John Brunsdon (1933-2014). After Cheltenham Grammar School and with encouragement from his art master, Brunsdon enrolled at the Cheltenham School of Art in 1945, then under the direction of Stanley Dent, an etcher of some standing who had been taught at the Royal College of Art by Robert Austin. Although Dent undoubtedly provided inspiration, it was Julian Trevelyan at the Royal College of Art, who, more than anyone else, provided a vigorous arid fundamental influence. It was Trevelyan who had opened up colour etching and aquatint after the post-war years. Artists had, in the main, produced black and white etchings which were hand watercoloured if so desired. Trevelyan chose to ink his etched plates with separate colours. Each colour applied to the appropriate area with a small piece of muslin. The image was printed and the process repeated for the next print. This was the method used by Brunsdon.

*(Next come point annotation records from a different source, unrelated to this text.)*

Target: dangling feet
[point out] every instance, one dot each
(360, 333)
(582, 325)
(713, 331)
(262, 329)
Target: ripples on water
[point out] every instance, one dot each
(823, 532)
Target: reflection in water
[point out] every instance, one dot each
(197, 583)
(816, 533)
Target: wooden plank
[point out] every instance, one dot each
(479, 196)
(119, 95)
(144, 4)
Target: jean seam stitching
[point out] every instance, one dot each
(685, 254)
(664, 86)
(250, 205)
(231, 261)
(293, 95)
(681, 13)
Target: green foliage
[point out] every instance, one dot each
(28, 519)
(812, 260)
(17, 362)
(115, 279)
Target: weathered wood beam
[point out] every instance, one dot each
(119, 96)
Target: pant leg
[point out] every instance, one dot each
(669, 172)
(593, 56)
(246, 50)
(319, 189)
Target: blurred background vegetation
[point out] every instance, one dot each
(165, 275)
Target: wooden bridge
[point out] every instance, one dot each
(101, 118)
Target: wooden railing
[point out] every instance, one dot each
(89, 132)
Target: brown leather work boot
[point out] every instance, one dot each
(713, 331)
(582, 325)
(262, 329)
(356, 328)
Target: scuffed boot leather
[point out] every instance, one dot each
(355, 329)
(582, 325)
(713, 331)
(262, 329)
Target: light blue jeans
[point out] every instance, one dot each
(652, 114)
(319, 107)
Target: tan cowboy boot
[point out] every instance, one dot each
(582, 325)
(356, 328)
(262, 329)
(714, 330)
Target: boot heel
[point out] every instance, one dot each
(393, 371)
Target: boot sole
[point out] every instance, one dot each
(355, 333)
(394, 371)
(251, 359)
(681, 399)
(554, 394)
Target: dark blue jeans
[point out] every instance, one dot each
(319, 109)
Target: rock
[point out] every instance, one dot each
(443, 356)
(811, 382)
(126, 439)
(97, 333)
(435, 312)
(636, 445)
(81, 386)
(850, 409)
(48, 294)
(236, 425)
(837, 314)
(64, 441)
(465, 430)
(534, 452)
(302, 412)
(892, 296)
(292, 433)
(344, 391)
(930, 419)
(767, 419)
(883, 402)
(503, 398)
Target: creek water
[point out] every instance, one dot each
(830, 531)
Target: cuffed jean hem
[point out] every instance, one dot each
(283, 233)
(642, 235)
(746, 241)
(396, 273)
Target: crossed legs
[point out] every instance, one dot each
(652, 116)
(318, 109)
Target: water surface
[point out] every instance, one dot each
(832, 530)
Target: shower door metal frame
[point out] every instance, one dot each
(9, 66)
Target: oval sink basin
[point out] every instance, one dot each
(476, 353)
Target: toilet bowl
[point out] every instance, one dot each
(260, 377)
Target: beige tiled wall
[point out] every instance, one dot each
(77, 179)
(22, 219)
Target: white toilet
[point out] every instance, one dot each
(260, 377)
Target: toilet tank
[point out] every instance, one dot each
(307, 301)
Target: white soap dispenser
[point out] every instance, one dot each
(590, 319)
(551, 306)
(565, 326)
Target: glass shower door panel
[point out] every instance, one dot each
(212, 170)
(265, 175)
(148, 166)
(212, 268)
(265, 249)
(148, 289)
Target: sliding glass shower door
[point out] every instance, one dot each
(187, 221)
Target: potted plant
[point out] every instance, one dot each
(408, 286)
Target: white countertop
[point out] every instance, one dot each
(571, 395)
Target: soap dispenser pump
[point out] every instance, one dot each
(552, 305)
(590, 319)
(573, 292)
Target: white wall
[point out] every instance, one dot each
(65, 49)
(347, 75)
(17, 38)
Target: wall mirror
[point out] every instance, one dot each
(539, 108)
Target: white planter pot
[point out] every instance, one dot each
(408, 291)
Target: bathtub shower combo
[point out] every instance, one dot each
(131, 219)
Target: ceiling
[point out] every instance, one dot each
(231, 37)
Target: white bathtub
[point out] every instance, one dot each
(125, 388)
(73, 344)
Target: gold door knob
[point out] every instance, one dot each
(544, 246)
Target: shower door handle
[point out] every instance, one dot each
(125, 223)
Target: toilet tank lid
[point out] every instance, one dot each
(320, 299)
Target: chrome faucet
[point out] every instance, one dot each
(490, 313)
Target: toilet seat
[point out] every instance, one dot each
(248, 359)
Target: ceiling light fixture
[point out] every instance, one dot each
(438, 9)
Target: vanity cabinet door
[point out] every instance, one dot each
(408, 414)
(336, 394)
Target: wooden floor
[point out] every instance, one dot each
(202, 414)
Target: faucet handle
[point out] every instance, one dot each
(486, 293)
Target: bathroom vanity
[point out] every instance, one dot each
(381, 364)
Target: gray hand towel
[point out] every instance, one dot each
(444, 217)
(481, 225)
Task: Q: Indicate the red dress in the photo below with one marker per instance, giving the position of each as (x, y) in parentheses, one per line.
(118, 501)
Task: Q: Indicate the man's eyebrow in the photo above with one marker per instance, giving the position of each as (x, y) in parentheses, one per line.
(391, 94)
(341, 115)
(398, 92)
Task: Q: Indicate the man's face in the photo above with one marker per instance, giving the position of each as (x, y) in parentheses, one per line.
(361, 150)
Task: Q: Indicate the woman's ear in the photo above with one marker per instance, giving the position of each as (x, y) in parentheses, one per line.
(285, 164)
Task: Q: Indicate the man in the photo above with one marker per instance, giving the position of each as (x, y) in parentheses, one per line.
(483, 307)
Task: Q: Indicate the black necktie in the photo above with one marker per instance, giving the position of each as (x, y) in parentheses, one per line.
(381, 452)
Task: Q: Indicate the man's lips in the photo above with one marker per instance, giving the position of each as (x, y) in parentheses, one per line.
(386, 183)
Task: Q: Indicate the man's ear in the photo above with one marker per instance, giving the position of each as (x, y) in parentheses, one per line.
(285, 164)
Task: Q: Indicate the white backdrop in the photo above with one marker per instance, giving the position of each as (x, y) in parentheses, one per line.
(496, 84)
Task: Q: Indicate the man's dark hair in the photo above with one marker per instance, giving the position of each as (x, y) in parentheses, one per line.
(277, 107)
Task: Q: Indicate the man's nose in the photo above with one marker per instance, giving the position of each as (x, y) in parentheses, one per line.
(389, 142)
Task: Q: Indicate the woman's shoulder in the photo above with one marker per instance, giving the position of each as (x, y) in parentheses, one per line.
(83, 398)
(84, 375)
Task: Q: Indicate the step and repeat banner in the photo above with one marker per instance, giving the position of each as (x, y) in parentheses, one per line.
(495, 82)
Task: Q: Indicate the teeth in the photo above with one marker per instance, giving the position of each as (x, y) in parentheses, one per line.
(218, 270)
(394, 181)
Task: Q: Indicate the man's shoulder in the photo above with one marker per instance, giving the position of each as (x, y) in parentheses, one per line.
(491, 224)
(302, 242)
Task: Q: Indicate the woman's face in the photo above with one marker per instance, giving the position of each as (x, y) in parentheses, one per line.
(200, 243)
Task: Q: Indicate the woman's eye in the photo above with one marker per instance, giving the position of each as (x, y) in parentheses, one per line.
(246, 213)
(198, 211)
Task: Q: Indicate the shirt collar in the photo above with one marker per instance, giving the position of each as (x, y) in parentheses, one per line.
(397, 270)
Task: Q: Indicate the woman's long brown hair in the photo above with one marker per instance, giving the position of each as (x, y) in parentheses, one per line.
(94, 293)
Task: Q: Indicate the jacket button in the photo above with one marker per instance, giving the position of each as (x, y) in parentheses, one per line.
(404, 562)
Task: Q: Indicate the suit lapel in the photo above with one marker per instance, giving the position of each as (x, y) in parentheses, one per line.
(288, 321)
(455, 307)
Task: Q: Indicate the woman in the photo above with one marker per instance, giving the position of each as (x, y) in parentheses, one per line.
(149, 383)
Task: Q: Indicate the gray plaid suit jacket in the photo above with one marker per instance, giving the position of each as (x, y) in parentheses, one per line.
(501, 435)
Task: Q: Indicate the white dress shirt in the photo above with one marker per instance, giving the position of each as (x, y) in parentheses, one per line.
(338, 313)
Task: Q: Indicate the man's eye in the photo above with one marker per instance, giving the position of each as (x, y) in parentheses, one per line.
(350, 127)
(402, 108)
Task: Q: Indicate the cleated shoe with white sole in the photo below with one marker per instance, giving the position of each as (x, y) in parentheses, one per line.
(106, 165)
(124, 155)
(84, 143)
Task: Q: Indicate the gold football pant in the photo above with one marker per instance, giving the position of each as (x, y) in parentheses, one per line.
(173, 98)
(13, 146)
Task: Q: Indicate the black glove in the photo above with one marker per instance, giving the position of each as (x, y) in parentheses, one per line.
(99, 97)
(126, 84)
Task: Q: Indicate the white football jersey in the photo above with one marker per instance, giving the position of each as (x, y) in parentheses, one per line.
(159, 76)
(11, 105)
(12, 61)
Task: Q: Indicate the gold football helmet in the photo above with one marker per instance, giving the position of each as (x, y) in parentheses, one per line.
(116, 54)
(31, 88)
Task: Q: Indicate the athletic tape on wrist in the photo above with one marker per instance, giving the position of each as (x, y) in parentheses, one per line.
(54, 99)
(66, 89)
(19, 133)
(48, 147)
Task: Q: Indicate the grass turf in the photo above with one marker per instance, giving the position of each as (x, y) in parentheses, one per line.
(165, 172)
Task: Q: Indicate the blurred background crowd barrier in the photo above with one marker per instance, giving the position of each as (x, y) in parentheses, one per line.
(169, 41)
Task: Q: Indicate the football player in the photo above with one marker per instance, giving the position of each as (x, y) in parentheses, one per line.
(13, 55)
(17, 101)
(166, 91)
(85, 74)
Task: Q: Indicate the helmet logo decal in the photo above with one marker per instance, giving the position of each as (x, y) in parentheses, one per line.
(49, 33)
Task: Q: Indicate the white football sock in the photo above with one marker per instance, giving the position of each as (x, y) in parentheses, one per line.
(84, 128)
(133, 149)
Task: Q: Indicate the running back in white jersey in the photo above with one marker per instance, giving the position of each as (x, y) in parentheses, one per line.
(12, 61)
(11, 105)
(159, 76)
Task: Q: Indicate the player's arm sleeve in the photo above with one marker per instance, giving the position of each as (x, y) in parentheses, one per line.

John Brunsdon was interested in man's influence upon the landscape, the contrast between architecture and the countryside and the way in which man sculpted the surface for his own use. His characteristic style reflected his acute understanding of the etching process. Meticulous craftsmanship was his hallmark. He took pleasure in the robust textural and decorative qualities of the etched marks and the sweeping shapes of broad colour, which fuse into relaxing timeless images.
In 2007 Bohun Gallery commissioned John Brunsdon to produce a series of limited edition etchings of the local area.